One such program is the Life or Meth Campaign. This campaign includes TV public service announcements, anti-methamphetamine posters, media kits, school counselor kits, chambers of commerce kits, and teen editor press kits. Another step taken to help control the problem is the Methamphetamine Control Act of 1996. Because there are no quantity limitations or uniform reporting requirements for iodine and red phosphorous, the chemicals needed to manufacture methamphetamines, law enforcement’s ability to trace these chemicals is severely handicapped.
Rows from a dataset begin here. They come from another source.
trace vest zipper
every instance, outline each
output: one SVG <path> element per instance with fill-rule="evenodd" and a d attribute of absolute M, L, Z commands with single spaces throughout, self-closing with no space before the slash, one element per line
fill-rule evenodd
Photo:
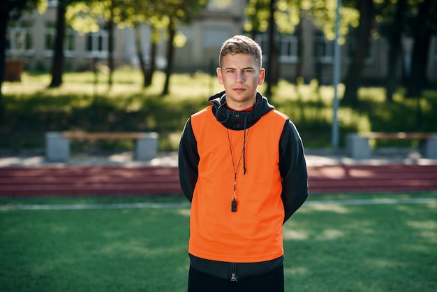
<path fill-rule="evenodd" d="M 235 263 L 232 263 L 230 264 L 230 281 L 231 282 L 237 282 L 237 264 Z"/>

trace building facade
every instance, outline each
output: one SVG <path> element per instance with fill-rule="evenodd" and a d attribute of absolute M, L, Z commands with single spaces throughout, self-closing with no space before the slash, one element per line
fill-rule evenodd
<path fill-rule="evenodd" d="M 27 68 L 36 71 L 48 71 L 53 55 L 52 46 L 55 36 L 57 0 L 49 1 L 49 7 L 44 14 L 34 11 L 24 15 L 19 21 L 11 22 L 8 28 L 6 56 L 24 57 L 28 60 Z M 190 26 L 179 27 L 178 32 L 186 38 L 186 43 L 177 48 L 175 54 L 174 71 L 193 73 L 198 71 L 214 73 L 218 66 L 218 52 L 223 42 L 235 34 L 243 34 L 244 17 L 244 0 L 228 1 L 221 5 L 220 1 L 209 1 L 205 12 Z M 306 82 L 316 78 L 321 84 L 332 82 L 334 66 L 334 43 L 325 38 L 323 34 L 309 20 L 302 25 L 303 43 L 298 52 L 298 36 L 278 35 L 280 71 L 282 78 L 295 80 L 297 65 L 302 61 L 300 75 Z M 141 45 L 143 56 L 148 59 L 150 50 L 150 29 L 141 28 Z M 105 62 L 108 56 L 109 34 L 102 22 L 101 29 L 92 34 L 81 35 L 69 28 L 65 40 L 66 71 L 81 71 L 92 70 L 97 61 Z M 266 52 L 267 36 L 258 34 L 256 41 Z M 157 67 L 166 65 L 165 40 L 158 45 Z M 116 29 L 114 32 L 114 63 L 117 66 L 138 66 L 134 33 L 132 29 Z M 403 64 L 408 64 L 412 41 L 404 40 Z M 303 49 L 302 48 L 303 48 Z M 341 74 L 344 76 L 350 63 L 348 45 L 341 46 Z M 383 38 L 373 40 L 365 60 L 363 80 L 373 83 L 381 82 L 387 71 L 387 43 Z M 437 38 L 434 37 L 429 50 L 427 76 L 430 82 L 437 83 Z M 265 60 L 266 56 L 265 56 Z M 402 66 L 401 66 L 402 67 Z M 401 76 L 401 68 L 398 73 Z M 408 72 L 406 72 L 408 75 Z"/>

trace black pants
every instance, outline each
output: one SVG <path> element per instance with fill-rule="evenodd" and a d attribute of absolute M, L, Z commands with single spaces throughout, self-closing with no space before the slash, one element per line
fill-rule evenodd
<path fill-rule="evenodd" d="M 283 265 L 260 276 L 234 282 L 190 267 L 188 292 L 283 292 Z"/>

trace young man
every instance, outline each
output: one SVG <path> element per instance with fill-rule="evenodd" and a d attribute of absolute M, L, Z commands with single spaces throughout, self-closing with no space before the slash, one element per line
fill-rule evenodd
<path fill-rule="evenodd" d="M 179 148 L 191 202 L 188 292 L 283 291 L 282 225 L 308 196 L 302 143 L 257 87 L 262 51 L 235 36 L 221 50 L 225 91 L 187 121 Z"/>

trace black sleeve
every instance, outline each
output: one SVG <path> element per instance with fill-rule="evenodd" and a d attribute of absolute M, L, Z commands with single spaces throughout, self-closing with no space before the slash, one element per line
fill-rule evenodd
<path fill-rule="evenodd" d="M 179 146 L 179 177 L 184 195 L 191 202 L 198 181 L 199 154 L 191 120 L 185 124 Z"/>
<path fill-rule="evenodd" d="M 288 120 L 279 142 L 279 170 L 282 177 L 281 197 L 285 223 L 308 198 L 308 173 L 304 146 L 295 125 Z"/>

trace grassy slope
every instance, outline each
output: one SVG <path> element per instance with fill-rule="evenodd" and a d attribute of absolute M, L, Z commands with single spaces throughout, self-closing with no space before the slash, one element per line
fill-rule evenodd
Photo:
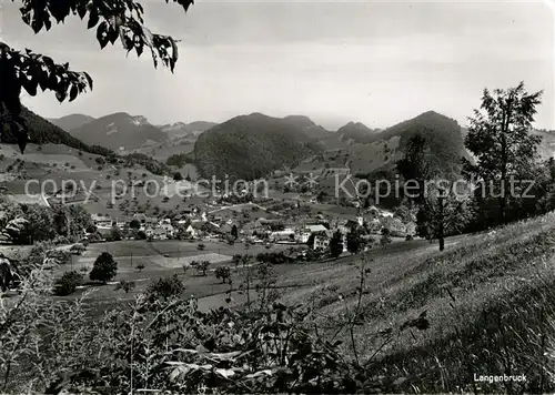
<path fill-rule="evenodd" d="M 444 253 L 418 241 L 407 242 L 414 249 L 406 245 L 406 251 L 372 252 L 359 350 L 369 356 L 382 343 L 375 336 L 379 331 L 427 311 L 430 330 L 395 337 L 383 350 L 376 373 L 418 376 L 415 385 L 423 392 L 478 391 L 472 386 L 474 373 L 526 373 L 527 391 L 551 388 L 542 381 L 547 364 L 543 354 L 553 337 L 553 328 L 545 332 L 544 326 L 555 313 L 554 220 L 555 214 L 548 214 L 494 235 L 458 237 Z M 325 317 L 321 324 L 326 323 L 329 316 L 353 307 L 357 261 L 347 257 L 289 273 L 282 284 L 292 285 L 301 277 L 313 283 L 289 292 L 284 300 L 314 300 Z M 337 293 L 345 300 L 340 301 Z M 404 389 L 414 388 L 407 384 Z M 517 388 L 496 383 L 482 389 Z"/>
<path fill-rule="evenodd" d="M 543 368 L 554 362 L 549 355 L 555 326 L 547 326 L 547 318 L 555 314 L 554 220 L 555 213 L 552 213 L 498 229 L 494 234 L 450 237 L 443 253 L 437 251 L 437 244 L 418 240 L 371 251 L 367 254 L 371 259 L 369 293 L 362 301 L 364 324 L 356 333 L 360 353 L 370 356 L 382 344 L 376 335 L 379 331 L 398 327 L 423 311 L 431 322 L 427 331 L 395 335 L 372 365 L 375 374 L 407 377 L 406 386 L 400 387 L 405 392 L 415 388 L 430 393 L 552 391 Z M 95 256 L 109 249 L 121 264 L 117 280 L 138 281 L 138 288 L 130 294 L 114 292 L 113 286 L 99 290 L 93 296 L 98 308 L 129 300 L 144 290 L 149 278 L 172 273 L 184 278 L 188 293 L 203 297 L 204 308 L 224 304 L 228 286 L 219 284 L 213 274 L 185 275 L 179 267 L 170 269 L 160 261 L 163 253 L 171 257 L 201 253 L 195 250 L 195 243 L 132 243 L 139 244 L 91 245 L 83 256 L 83 263 L 89 265 L 89 255 Z M 205 244 L 202 253 L 242 252 L 240 245 Z M 143 256 L 135 259 L 147 265 L 142 273 L 130 267 L 127 257 L 130 251 Z M 316 306 L 321 316 L 316 322 L 325 333 L 333 317 L 355 304 L 360 262 L 359 255 L 275 266 L 283 302 Z M 234 272 L 233 282 L 240 284 L 241 281 L 241 274 Z M 240 295 L 233 297 L 234 303 L 241 303 Z M 345 342 L 345 353 L 351 354 L 347 344 Z M 526 374 L 528 382 L 524 387 L 501 383 L 474 387 L 474 373 Z"/>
The Control Act of 1996 establishes new controls over key chemicals and strengthens criminal penalties for possession and distribution of these chemicals. (http://www.senate.gov/~feinstein/meth1.html) As rural communities struggle just to survive, they also must struggle to win back their communities and eliminate the imposing drug problem.

Without proper funding, training, and support from each level of government the production, trafficking, and use of illegal substances will almost surely increase. Methamphetamine production creates a unique and deadly combination to unsuspecting rural communities. Only through educating, support, and dedication, will this problem be controlled.